The key is to be able to actively look at a situation from blatantly different viewpoints. So if I may, here are a few great suggestions for changing how you “look”:
Move Further Away
- Have someone completely unfamiliar with the situation observe it, and ask them, "What are your impressions of what took place?"
- Change your seat – physically or virtually – and take a few steps back from where you usually “sit” while viewing a situation. What do you see differently?
Look Closer
- Look at only one aspect of a process – repeat “how” and “why” questions (i.e., How is this working? Why does this happen?) until you’ve explored many possibilities for new insights.

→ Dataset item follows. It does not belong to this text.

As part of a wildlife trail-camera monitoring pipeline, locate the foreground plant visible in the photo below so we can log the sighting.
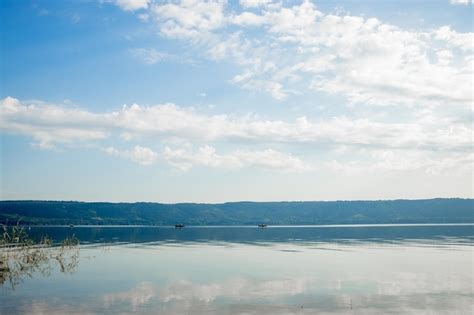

Look from a Different Height
- Spend a day on the front lines with sales, manufacturing, or customer service – what do they see about the process or opportunity that you don’t?
- Spend time directly with a customer as they interact with your business – how does it look to them?
- Shadow a senior executive (maybe a mentor) – what regularly makes its way to their level?
Look from a Different Perspective
- Have someone else carry out the process – what’s different?
Several of these techniques helped diagnose what wasn’t working with a new planning process recently. By having new participants review it, sitting in different seats to observe interaction, and using different facilitators to lead the process, we’ve cut the initial time for the process by 50% and created more-tailored exercises. And we got these results by simply changing how we look - without plastic surgery or having to address the worst Valentine’s Day “look” question of all, “Does this make me look heavy?”